Special (narrative) Needs

I’m not sure this has anything to do with my being a frothing mass of angry nd. Maybe it does. I cannot say because I have no framework of reference. Guess I am not (yet) moving in all the right circles for me.

Of course, this was once more sparked by Craft in the Real World my Mathew Salesses. There is a part where he speaks about Chinese traditions in storytelling. That has nothing to do with my own storytelling. Some things stood out for me simply because I want them in my stories. The ones I write as much as the ones I read.

Explicit emotions, wanting to make the reader feel something. Purposeful lack of interiority. Romantic irony. Directly addressing the audience or at all times an awareness of the audience and the structure surrounding story telling with all its participants.

I have never put names on these things except for myself and always as ways I deviate from correct writing. It is on me that I don’t understand why a protag’s head can’t just be empty, its last brain cell being squizzly squiggly fucking bendy and gallivanting around on a perpetual 404-error.

That the protag shouldn’t be addressing the audience (in)directly. Like, am I the only one who does this? Talk to my imagined audience in my head, performing on a stage of my own making as if I’m in a live feed?

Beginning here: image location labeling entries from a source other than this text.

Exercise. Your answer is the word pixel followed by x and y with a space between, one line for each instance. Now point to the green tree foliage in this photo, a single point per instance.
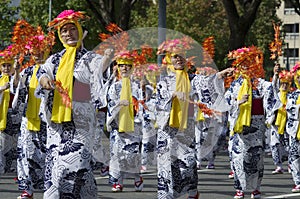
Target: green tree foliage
pixel 36 12
pixel 8 17
pixel 101 12
pixel 200 19
pixel 295 4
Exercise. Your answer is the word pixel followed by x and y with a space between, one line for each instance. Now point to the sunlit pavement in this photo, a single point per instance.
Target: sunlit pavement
pixel 213 184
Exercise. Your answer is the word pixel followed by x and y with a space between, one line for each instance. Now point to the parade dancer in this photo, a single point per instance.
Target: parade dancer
pixel 246 118
pixel 125 132
pixel 9 119
pixel 292 128
pixel 32 136
pixel 276 119
pixel 208 90
pixel 71 118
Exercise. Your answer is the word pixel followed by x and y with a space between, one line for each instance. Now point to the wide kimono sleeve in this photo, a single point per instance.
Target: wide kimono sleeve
pixel 113 103
pixel 231 96
pixel 271 100
pixel 292 113
pixel 210 91
pixel 21 89
pixel 165 89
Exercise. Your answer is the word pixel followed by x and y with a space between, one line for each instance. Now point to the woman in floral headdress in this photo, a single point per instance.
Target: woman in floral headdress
pixel 125 133
pixel 71 81
pixel 32 137
pixel 276 120
pixel 292 128
pixel 247 96
pixel 176 161
pixel 9 119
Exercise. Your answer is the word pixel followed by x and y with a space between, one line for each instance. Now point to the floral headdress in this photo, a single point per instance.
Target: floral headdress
pixel 65 17
pixel 6 56
pixel 286 76
pixel 296 71
pixel 175 46
pixel 252 58
pixel 124 57
pixel 21 32
pixel 116 39
pixel 276 45
pixel 208 50
pixel 40 42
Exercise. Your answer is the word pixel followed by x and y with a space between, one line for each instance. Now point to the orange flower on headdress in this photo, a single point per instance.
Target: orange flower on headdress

That direct and unabashed emotions are the food for the soul my heart hungers for. Why would a metaphor transport the point better? Emotions are raw and leave you vulnerable. Why should I put up walls around that again when I just chipped them away carefully?

These are things I like. (along with free-floating dialogue, no descriptions, and info dumps). But they are branded as Bad Writing. When truly, they may all just be part of a different tradition. Maybe I just don’t know because all I get is western style stuff.

I grew up not questioning it. Writing craft advice was The Gospel. It was me that didn’t get it. Somehow I managed to not get the basics of writing, my fave pastime of all time. But try as I might, I could not like what that advice produced in my hands. It was obvious, that I was the problem.

Tell you what? I will be a fucking problem.

I was taught there is a right way to write, and now I begin to understand it is just one tradition. A dominant tradition people are loth to let go. Hell if I know why. Maybe it is easier to judge stories following a pattern. If it strays, it is a bad story. Easy.

If you have different right ways to tell a story, this becomes increasingly difficult. Not only are you expected to understand the different ways (but do you have to? Can’t you just enjoy?) The possibility to be “wrong” increases. You are prone to make mistakes.

I can see where this is making a lot of people very uncomfortable. Can’t say I care, though. I have been made very uncomfortable approaching the subject from the other side for a long time. How about we meet in the middle?

Or better yet, yeet those preconceptions into the sun where they belong. Embrace the multitude of traditions and writing styles. Celebrate them merging into a kaleidoscopic flux of self-renewing creativity.

Not everything that can come from this will be gold. But let’s be honest. How much is getting published these days that isn’t gold either?

The one thing I know now is that traditional western story telling can never meet all my narrative needs. It was not made to. It does not have to.

But for bogssake, give me other options!